Burlesque. Colourful. Madness. Non-traditional. These are just some of the words that came to my mind as I took my seat and looked at the stage. Before anything had even happened I knew that I was going to be in for a very different type of performance.
At all times I was entertained, having a good time and engaged
Effigies of Wickedness is the first collaboration between the English National Opera and the Gate Theatre and pulls together a range of songs previously banned by the Nazis in Germany back in the 1920s and 1930s. Music made by Jewish people, black people or as they aptly termed it “Negermusik” (Negro Music) or music considered to be “un-German” was censored from the German public and forbidden from being enjoyed in any form.
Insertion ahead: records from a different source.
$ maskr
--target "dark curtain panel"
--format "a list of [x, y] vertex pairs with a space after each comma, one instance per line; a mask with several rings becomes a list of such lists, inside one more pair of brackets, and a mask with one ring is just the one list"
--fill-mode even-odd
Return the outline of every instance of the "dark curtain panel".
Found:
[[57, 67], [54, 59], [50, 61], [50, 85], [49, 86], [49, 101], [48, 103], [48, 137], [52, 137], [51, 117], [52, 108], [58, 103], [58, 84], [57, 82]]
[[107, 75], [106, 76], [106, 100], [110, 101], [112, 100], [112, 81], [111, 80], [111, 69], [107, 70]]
In this modern day show all of this music that was once banned has been brought together in a wide array of cabaret, musical theatre, and opera to showcase the beauty and delight of these otherwise forgotten songs. The bright and playful showmanship from all of the main cast, especially from the two cabaret veterans, Le Gateau Chocolat [read interview] and Lucy McCormick, entertained me and alongside the operatic expertise from opera singers, Peter Brathwaite and Katie Bray I was very impressed with the enthusiasm and energy from these beautiful people. Songs that were once crimes to listen to were brought back to life with such pizzazz and glamour it was marvellously entertaining.
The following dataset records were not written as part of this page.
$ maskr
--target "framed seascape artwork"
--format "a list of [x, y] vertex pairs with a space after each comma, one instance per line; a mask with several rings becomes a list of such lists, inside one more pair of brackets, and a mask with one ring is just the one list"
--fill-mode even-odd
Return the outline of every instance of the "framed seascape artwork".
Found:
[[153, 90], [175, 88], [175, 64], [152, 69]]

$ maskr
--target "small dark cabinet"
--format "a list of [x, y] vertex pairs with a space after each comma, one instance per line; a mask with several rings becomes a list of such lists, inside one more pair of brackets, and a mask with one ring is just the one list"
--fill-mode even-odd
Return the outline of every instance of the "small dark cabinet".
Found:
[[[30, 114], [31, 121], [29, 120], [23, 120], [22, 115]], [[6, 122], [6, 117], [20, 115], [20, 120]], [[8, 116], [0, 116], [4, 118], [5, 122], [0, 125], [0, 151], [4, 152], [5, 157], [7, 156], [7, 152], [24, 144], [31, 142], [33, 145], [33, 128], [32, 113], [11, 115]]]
The idea for the show came from classically trained opera performer, Peter Brathwaite, who not only sings like a dream but also in German and with such power and spirit that lifted all of these forgotten songs out of the darkness of their past and brings them back to life in a present day corner of trendy London.
As entertainingly hilarious as the drag cabaret element of the show is it also takes you on an emotional journey, not too deep I must say but there is an element of dark emotion that reared its head from time to time as the show danced from the four performers opening number the “Lavender Song”, a wonderful 1920s tune with lyrics that perfectly reflected this slice of contemporary queer cabaret – “We are the bugs that grow a little different”.
As entertainingly hilarious as the drag cabaret element of the show is it also takes you on an emotional journey
There is an element of a history lesson throughout this show and you will come out knowing a lot more about the cultural and musical state of Nazi occupied Germany than you may have wanted to going in, but it’s worth it I promise. History is always so surprising as it shows us just how much things change and also how worryingly some things stay the same. Lucy McCormick’s rendition of the song “Paragraph 218 (Abortion is illegal)” is intensely moving, the 1929 Brecht/Eisler song in which a poor, pregnant girl argues with a doctor about her options and is told “You’re going to be a lovely little mother/You’re going to make a lump of cannon fodder.” Modern day issues in the USA and Ireland over reproductive rights sprang to my mind as I listened to this.
All of the darker songs are quite devastating in their mounting effect and creep up on you just as you’ve managed to get over the shock of an exposed nipple, cackle at the bawdy jokes onstage, and gasp at the up close and personal sight of Le Gateau Chocolat’s posterior as the beautiful, bearded baritone-diva sashays past your seat, (smelling divine by the way). His arresting rendition of a vision of a fair Germany was achingly gorgeous and sad with the chorus that keeps calling him “liar, liar, liar”. Katie Bray’s vocally awesome ballad towards the end of the production brought a tear to my eyes, her voice is outstanding and the raw emotion was just entrancing, as I sat directly in front of her I could see the glimmer of emotion in her eyes, it was all so stunning.
There were times where I felt like I was sitting in on a dress rehearsal or backstage in a drag show’s dressing room and there were other times when the performance was so untraditional it was just messy. But at all times I was entertained, having a good time and engaged and really that is what art, music and theatre is about – a jolly good adult night out.